CREATE TABLE Fact.TableSize(
TableSizeKey int IDENTITY(1,1) NOT NULL,
RunDateKey int NULL,
LastInsertDateKey int NULL,
TableDefinitionKey int NULL,
TableRows bigint NULL,
ReservedSpace bigint NULL,
DataSpace bigint NULL,
IndexSpace bigint NULL)
CREATE TABLE Dim.TableDefinition(
TableDefinitionKey int IDENTITY(1,1) NOT NULL,
SchemaName varchar(50) NOT NULL,
TableName varchar(50) NOT NULL,
TableSchemaName varchar(100) NOT NULL,
TableDescription varchar(max) NULL)
--Populate Dim.TableDefinition
SELECT
S.name + '.' + T.name AS TableSchemaName
,S.name AS SchemaName
,T.name AS TableName
,NULL AS TableDescription
FROM sys.tables T
INNER JOIN sys.schemas S ON T.schema_id = S.schema_id
WHERE LEFT(T.name, 3) IN ('dim','fac')
To create the SSIS package I started off in the Data flow. I first created an OLE DB Source, with the SQL command
sp_spaceused 'dbo.Table1'
and clicked on the Columns tab. I was sad to see that the Editor only pulled back the default set of columns that the procedure returns, when no parameters are passed in.
To get the proper output I stubbed out a select statement before calling the procedure.
IF 1 = 2 BEGIN
DECLARE @SchemaStub TABLE
(TableName VARCHAR(50)
,TableRows VARCHAR(50)
,ReservedSpace VARCHAR(50)
,DataSpace VARCHAR(50)
,IndexSpace VARCHAR(50)
,UnusedSpace VARCHAR(50))
SELECT TableName
,TableRows
,ReservedSpace
,DataSpace
,IndexSpace
,UnusedSpace
FROM @SchemaStub
END
EXEC sp_spaceused 'dbo.DimDate'
The next problem I encountered is when I tried to pull the table name from a variable.
IF 1 = 2
…
END
EXEC sp_spaceused @objname = ?
Error: Parameters cannot be extracted from the SQL command….

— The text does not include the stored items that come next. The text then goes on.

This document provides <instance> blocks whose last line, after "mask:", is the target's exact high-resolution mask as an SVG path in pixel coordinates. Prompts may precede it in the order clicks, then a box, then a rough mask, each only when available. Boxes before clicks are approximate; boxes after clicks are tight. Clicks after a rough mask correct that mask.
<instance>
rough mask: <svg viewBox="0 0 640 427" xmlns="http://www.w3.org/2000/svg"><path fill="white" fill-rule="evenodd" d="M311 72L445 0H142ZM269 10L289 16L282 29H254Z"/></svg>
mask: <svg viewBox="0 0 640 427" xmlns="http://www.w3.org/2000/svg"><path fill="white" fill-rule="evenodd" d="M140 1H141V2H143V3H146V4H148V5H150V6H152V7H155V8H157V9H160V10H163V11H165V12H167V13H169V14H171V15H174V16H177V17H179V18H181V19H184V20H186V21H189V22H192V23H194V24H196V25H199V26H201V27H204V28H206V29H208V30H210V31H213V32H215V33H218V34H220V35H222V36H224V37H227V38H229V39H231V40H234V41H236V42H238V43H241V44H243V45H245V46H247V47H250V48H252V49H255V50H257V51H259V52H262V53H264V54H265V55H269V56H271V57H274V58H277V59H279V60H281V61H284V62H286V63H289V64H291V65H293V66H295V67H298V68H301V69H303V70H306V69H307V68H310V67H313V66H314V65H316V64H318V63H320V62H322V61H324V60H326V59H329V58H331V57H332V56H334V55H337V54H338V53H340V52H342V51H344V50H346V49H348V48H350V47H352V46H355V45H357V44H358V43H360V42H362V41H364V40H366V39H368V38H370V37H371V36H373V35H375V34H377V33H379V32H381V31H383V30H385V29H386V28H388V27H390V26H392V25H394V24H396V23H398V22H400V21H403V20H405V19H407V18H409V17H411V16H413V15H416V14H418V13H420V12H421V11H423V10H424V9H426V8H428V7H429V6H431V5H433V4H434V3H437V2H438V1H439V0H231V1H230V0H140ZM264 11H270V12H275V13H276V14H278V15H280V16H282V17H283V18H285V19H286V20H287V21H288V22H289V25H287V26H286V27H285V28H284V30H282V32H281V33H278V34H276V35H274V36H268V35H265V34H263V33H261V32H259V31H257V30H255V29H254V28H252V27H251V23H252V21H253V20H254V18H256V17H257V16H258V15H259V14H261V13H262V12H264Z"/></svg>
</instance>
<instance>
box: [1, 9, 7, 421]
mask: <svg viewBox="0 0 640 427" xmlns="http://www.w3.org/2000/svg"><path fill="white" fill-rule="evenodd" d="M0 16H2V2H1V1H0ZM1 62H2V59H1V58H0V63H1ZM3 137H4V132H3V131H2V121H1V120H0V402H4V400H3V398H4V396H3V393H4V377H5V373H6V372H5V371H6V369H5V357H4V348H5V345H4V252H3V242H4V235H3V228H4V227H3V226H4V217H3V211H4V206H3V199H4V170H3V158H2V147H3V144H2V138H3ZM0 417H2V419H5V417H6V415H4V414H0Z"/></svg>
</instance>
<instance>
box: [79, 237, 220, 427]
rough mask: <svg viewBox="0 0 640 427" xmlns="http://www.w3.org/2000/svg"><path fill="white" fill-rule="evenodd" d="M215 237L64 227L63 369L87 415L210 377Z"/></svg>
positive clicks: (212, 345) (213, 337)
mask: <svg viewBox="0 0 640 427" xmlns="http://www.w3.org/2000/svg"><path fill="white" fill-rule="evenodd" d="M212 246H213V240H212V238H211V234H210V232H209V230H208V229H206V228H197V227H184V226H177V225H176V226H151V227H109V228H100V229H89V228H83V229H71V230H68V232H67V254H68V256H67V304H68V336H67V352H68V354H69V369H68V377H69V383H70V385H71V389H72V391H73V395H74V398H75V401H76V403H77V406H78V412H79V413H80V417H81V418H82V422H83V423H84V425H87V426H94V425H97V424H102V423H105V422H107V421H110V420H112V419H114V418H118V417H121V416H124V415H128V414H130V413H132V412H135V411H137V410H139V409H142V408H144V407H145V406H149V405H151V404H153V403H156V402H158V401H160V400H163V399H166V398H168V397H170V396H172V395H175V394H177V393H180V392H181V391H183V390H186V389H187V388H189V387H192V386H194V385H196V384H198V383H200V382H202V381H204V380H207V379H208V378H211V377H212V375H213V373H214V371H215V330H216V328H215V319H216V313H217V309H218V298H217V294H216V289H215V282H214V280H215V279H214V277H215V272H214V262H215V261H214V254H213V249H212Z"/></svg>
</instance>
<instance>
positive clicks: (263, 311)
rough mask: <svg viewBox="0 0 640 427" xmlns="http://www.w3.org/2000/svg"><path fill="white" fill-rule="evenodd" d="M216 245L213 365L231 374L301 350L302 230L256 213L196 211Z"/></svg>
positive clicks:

I also tried declaring @objname at the top, but that did not work either. So I decided to change the select statement into a variable.
Back on the Control Flow I created an Execute SQL Task. I used a SELECT against sys.tables to get a list of all fact and dimension tables. The Result Set of the task is saved to an Object variable, vTableList. I then used a For Each Loop, for each table value in the vTableList. I then used a Script Task to replace the table name in the select statement above.
Dts.Variables("vSpaceUsedSQL").Value = "IF 1 = 2 BEGIN DECLARE @SchemaStub TABLE( " & _
"TableName VARCHAR(50),TableRows VARCHAR(20),ReservedSpace VARCHAR(20),DataSpace VARCHAR(20),IndexSpace VARCHAR(20))" & _
" Select TableName,TableRows,ReservedSpace,DataSpace,IndexSpace " & _
" FROM @SchemaStub END" & _
" EXEC sp_spaceused '" & Dts.Variables("vTableName").Value & "'"
To wrap up the package
1. I added a SQL Task to delete any data from today, incase it is run twice in the same day.
2. Set the RunDateKey to the key value of GETDATE()
3. I created some pretty Reporting service reports to show my table sizes over time.